AMP: Autoregressive Motion Prediction Revisited with Next Token Prediction for Autonomous Driving

As an essential task in autonomous driving (AD), motion prediction aims to predict the future states of surround objects for navigation. One natural solution is to estimate the position of other agents in a step-by-step manner where each predicted time-step is conditioned on both observed time-steps and previously predicted time-steps, i.e., autoregressive prediction. Pioneering works like SocialLSTM and MFP design their decoders based on this intuition. However, almost all state-of-the-art works assume that all predicted time-steps are independent conditioned on observed time-steps, where they use a single linear layer to generate positions of all time-steps simultaneously. They dominate most motion prediction leaderboards due to the simplicity of training MLPs compared to autoregressive networks. In this paper, we introduce the GPT style next token prediction into motion forecasting. In this way, the input and output could be represented in a unified space and thus the autoregressive prediction becomes more feasible. However, different from language data which is composed of homogeneous units -words, the elements in the driving scene could have complex spatial-temporal and semantic relations. To this end, we propose to adopt three factorized attention modules with different neighbors for information aggregation and different position encoding styles to capture their relations, e.g., encoding the transformation between coordinate systems for spatial relativity while adopting RoPE for temporal relativity. Empirically, by equipping with the aforementioned tailored designs, the proposed method achieves state-of-the-art performance in the Waymo Open Motion and Waymo Interaction datasets. Notably, AMP outperforms other recent autoregressive motion prediction methods: MotionLM and StateTransformer, which demonstrates the effectiveness of the proposed designs.

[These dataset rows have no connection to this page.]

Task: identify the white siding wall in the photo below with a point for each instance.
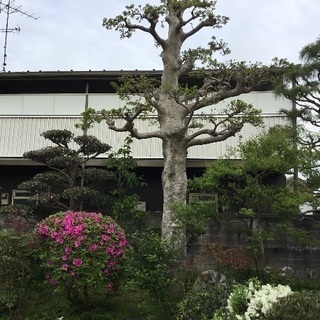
(73, 104)
(20, 134)
(23, 117)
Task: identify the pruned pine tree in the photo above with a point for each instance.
(170, 24)
(301, 84)
(68, 177)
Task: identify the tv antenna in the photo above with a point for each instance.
(10, 8)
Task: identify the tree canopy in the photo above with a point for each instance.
(177, 108)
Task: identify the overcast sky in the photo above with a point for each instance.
(69, 35)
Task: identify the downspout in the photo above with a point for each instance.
(295, 141)
(85, 132)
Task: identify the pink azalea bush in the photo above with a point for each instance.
(81, 249)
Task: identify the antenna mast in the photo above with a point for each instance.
(8, 9)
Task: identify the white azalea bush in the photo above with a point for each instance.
(252, 301)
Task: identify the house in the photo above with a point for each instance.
(33, 102)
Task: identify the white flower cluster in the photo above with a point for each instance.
(260, 300)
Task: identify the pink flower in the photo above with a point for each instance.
(110, 250)
(93, 247)
(67, 250)
(105, 237)
(77, 243)
(110, 286)
(77, 262)
(111, 263)
(64, 267)
(50, 263)
(123, 242)
(53, 282)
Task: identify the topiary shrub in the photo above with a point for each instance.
(209, 293)
(297, 306)
(80, 250)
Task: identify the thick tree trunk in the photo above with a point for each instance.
(174, 184)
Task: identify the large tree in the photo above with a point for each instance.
(171, 23)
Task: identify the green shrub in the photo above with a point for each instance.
(202, 305)
(18, 271)
(149, 268)
(297, 306)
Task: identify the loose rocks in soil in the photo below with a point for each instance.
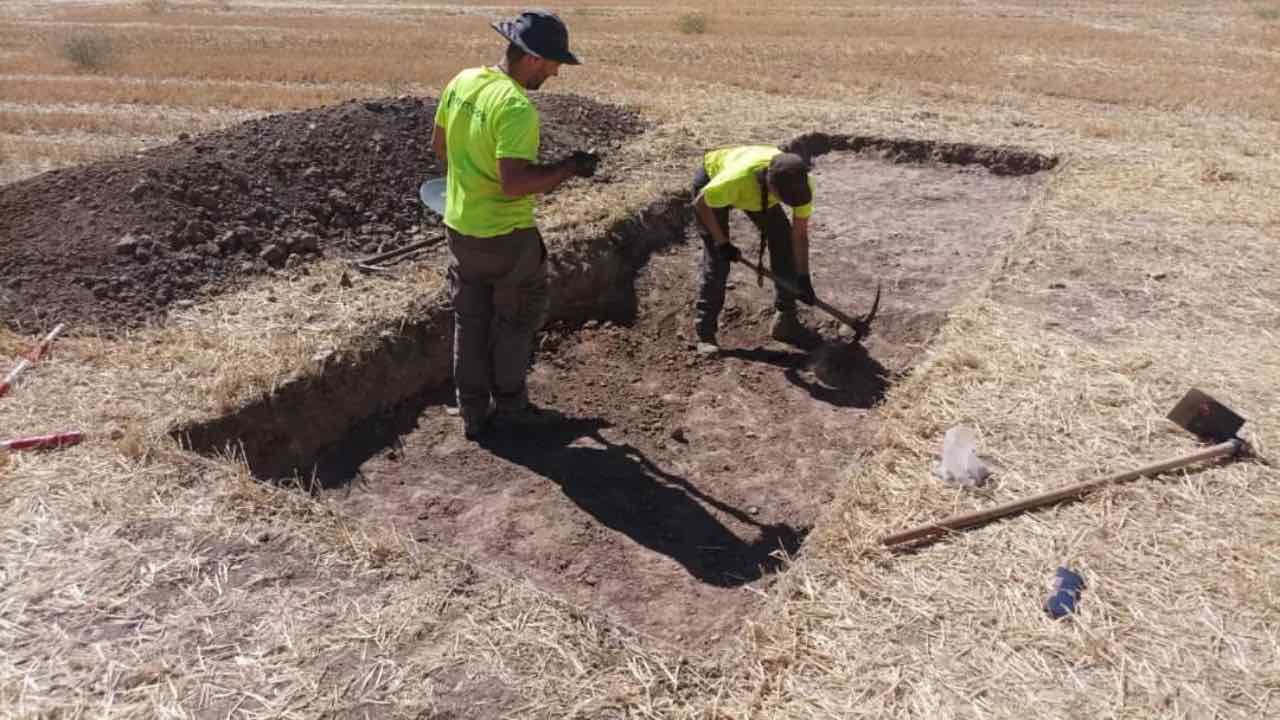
(115, 242)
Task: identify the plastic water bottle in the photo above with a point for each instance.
(1066, 592)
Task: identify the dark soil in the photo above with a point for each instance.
(112, 245)
(679, 483)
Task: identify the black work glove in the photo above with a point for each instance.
(727, 251)
(805, 286)
(584, 163)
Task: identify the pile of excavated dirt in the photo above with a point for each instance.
(114, 244)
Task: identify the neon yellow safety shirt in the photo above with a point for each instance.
(732, 172)
(485, 115)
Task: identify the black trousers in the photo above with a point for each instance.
(775, 229)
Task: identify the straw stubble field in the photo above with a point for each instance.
(141, 580)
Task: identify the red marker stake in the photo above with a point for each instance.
(36, 354)
(42, 442)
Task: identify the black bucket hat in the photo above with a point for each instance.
(539, 32)
(790, 176)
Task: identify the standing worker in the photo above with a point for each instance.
(757, 180)
(487, 133)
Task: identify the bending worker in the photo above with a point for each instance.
(487, 133)
(757, 180)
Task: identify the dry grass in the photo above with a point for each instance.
(144, 582)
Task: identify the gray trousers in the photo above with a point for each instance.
(775, 229)
(499, 296)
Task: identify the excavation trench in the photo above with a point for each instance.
(677, 481)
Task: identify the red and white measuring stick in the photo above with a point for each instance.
(36, 354)
(41, 442)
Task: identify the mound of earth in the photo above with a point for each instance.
(113, 244)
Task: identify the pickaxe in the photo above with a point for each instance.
(1196, 413)
(860, 326)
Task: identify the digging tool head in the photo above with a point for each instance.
(864, 324)
(1205, 417)
(432, 192)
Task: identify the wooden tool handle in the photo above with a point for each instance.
(1069, 492)
(786, 285)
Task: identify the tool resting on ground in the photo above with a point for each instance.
(1197, 413)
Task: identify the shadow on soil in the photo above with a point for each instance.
(617, 484)
(625, 491)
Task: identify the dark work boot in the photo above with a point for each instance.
(787, 328)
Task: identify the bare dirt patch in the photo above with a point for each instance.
(680, 483)
(113, 244)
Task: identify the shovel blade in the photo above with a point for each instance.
(432, 194)
(1200, 414)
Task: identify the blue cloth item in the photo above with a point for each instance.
(1066, 592)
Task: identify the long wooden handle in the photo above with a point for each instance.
(400, 251)
(1069, 492)
(818, 302)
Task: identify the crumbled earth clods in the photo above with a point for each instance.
(113, 244)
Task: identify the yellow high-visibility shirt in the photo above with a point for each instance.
(485, 117)
(734, 183)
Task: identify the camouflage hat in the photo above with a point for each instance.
(789, 174)
(540, 33)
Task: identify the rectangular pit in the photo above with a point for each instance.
(676, 481)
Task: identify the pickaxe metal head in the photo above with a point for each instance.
(864, 324)
(1205, 417)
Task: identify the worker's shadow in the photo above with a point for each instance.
(618, 486)
(842, 373)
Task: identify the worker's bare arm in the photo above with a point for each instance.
(521, 177)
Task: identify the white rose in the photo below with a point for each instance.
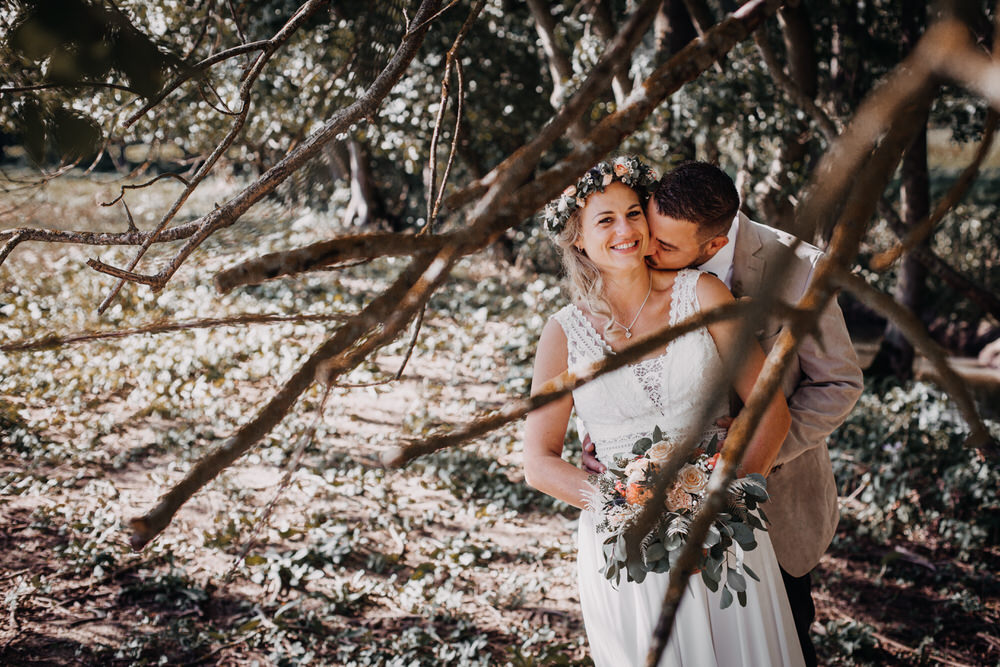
(692, 479)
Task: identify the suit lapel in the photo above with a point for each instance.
(748, 260)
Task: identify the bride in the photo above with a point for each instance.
(600, 227)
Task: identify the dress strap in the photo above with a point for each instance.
(684, 295)
(584, 345)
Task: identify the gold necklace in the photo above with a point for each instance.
(628, 329)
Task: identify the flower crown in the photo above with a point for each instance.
(628, 170)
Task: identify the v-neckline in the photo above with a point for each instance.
(606, 346)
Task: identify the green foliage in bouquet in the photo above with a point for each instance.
(623, 491)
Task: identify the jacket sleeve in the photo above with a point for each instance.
(830, 385)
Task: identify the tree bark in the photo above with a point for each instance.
(604, 26)
(896, 354)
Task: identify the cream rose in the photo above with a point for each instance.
(692, 479)
(678, 499)
(636, 470)
(659, 452)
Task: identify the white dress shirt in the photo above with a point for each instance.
(722, 263)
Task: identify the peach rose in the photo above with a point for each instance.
(692, 479)
(637, 495)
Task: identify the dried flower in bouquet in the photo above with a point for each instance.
(621, 492)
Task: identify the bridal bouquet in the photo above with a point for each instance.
(620, 495)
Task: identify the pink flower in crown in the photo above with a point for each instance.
(678, 499)
(692, 479)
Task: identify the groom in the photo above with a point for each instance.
(694, 220)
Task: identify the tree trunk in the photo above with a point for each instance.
(367, 205)
(673, 30)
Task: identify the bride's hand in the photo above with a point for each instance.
(590, 462)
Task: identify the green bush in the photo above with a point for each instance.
(901, 454)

翻译：摘要：作为自动驾驶的一项关键任务，运动预测旨在预测周围物体未来的状态以辅助导航。一种自然的解决方案是以逐步方式估计其他智能体的位置，即每个预测时间步既依赖于己观测的时间步，也依赖于先前预测的时间步，这即为自回归预测。早期的研究工作如SocialLSTM和MFP基于这一直觉来设计其解码器。然而，几乎所有最先进的工作都假设所有预测时间步在给定观测时间步的条件下相互独立，它们使用单线性层同时生成所有时间步的位置。由于训练MLP相较于自回归网络更为简单，这些方法主导了多数运动预测排行榜。本文中，我们将GPT风格的下一令牌预测引入运动预测领域。通过这种方式，输入与输出可在统一空间中表示，从而使自回归预测更具可行性。然而，与由同质单元（词语）组成的语言数据不同，驾驶场景中的元素可能具有复杂的时空与语义关系。为此，我们提出采用三种具有不同邻域的因子化注意力模块进行信息聚合，并采用不同的位置编码方式以捕捉这些关系，例如：对空间相对性编码坐标系之间的变换，对时间相对性则采用旋转位置编码（RoPE）。实验证明，通过配备上述定制化设计，所提方法在Waymo公开运动数据集和Waymo交互数据集上均达到了最先进性能。值得注意的是，AMP优于其他近期自回归运动预测方法（如MotionLM和StateTransformer），这验证了所提设计的有效性。